# Isolating memory failures

## ExecutorElassus

I've had a randomly recurring problem with system freezes, usually when doing Gaming Things (shoutout to wine's excellent progress with supporting modern games). I ran furmark without issue, and ran 'stress' on the CPU, also without issue. However, running memtest86+ caused the computer to switch off and restart, usually about 10% into the test. I pulled out all the RAM sticks, and put them in one by one, getting the same problem (at different points, lasting longer if I told memtest to use SMP) on every stick in any slot. 

This was suggested to me elsewhere to be an fault with the mobo's RAM bus. Is there a way to isolate this better?
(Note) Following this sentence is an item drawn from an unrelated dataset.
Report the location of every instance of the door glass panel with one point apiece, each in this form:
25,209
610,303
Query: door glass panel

The problem with system freezes occurs more frequently when it's hot out, which suggests to me some component on the mobo is burned, but I'd like to know a bit better before I plunk down another €500 for a new CPU/mobo combo.

Cheers,

EE

----------

## eccerr0r

If the computer powers down during running a RAM test, I'd look into power problems.
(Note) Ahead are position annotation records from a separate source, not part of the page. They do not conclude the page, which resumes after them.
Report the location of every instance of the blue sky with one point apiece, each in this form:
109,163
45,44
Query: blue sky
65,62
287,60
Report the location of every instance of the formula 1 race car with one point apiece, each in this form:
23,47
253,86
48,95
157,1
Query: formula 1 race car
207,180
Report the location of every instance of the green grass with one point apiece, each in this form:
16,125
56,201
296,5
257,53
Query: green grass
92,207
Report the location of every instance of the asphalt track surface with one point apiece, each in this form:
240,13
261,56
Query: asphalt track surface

Since you mention that it fails more often during hot weather, you should see if the cooling system is working.  Ensure everything is clean of dust.
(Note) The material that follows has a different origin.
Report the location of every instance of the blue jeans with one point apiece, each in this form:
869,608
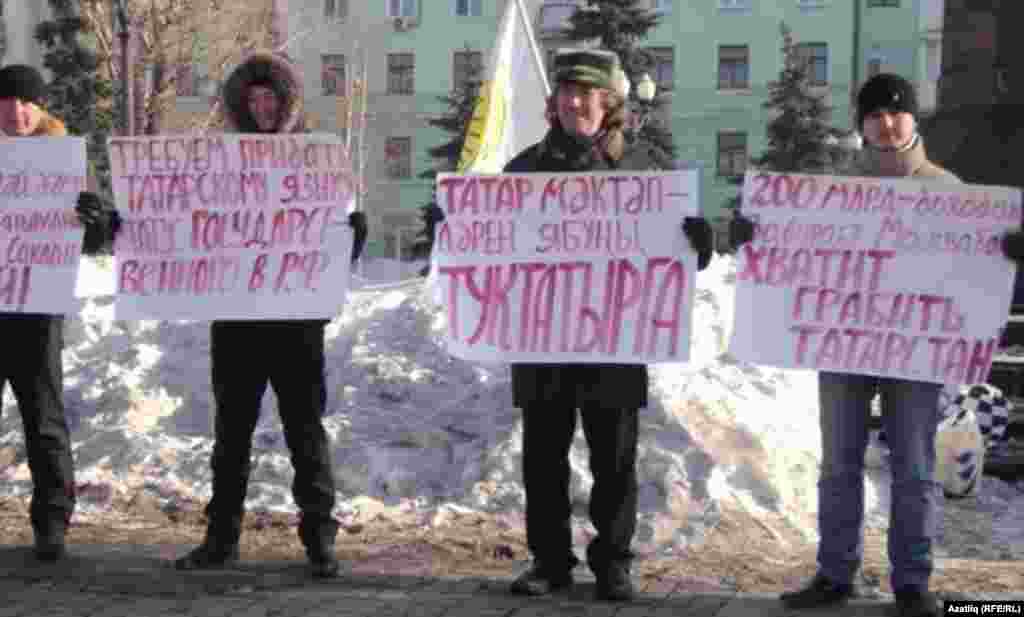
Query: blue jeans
910,419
Your RAM is probably fine, but motherboard, power supply (including the motherboard ones) are suspect.

----------

## ExecutorElassus

CPU and GPU are on their own water loop with an external radiator. The case is vertically oriented (that is, the ports are on the top of the case, not the back, so airflow moves bottom-to-top over the cards). 

I was told that PSUs only last "5-8 years," and this one's over a decade old. Is there any way to test that the PSU is faulty besides swapping it out?

Cheers,

EE

(this would be, honestly, a preferably diagnosis to a bad mobo, because the PSU is cheap to replace and I'd have to replace the entire CPU/RAM/mobo set otherwise)

----------

## Jaglover

You could measure the voltages on ATX connector, don't unplug it, it is important to measure under load. However, this test would not reveal if some rail provides "dirty" power. But then again, if it is that old why not replace it. There are PSU testers, but the cheap ones are useless, they do not put any load to the PSU.

----------

## NeddySeagoon

ExecutorElassus,

If its PSU, you need to test the dynamic regulation. That's hard.

The problem is that the voltages need to stay within spec when the CPU goes from almost nothing to full power in one CPU clock. 

With a 3 GHz CPU clock that's not very long. (3.33ps)

It gets worse. The CPU and memory subsystem have their own on the motherboard PSU.  This takes 12v out of the tin can PSU and turns it into the voltages required by the CPU and memory.

This bit gets a very hard life and as result, fails more often than the PSU you are thinking of replacing.

At over 10 years old, if the rest of the system is of an age with the PSU, failures here can be often be spotted with Mk1 eyeball.

Look at the capacitors around the CPU. Be sure that they are not leaking, bulging, or tipped over. That's all signs of failure.

Replacing these parts, they must all be done together, is a job requiring intermediate soldering skills.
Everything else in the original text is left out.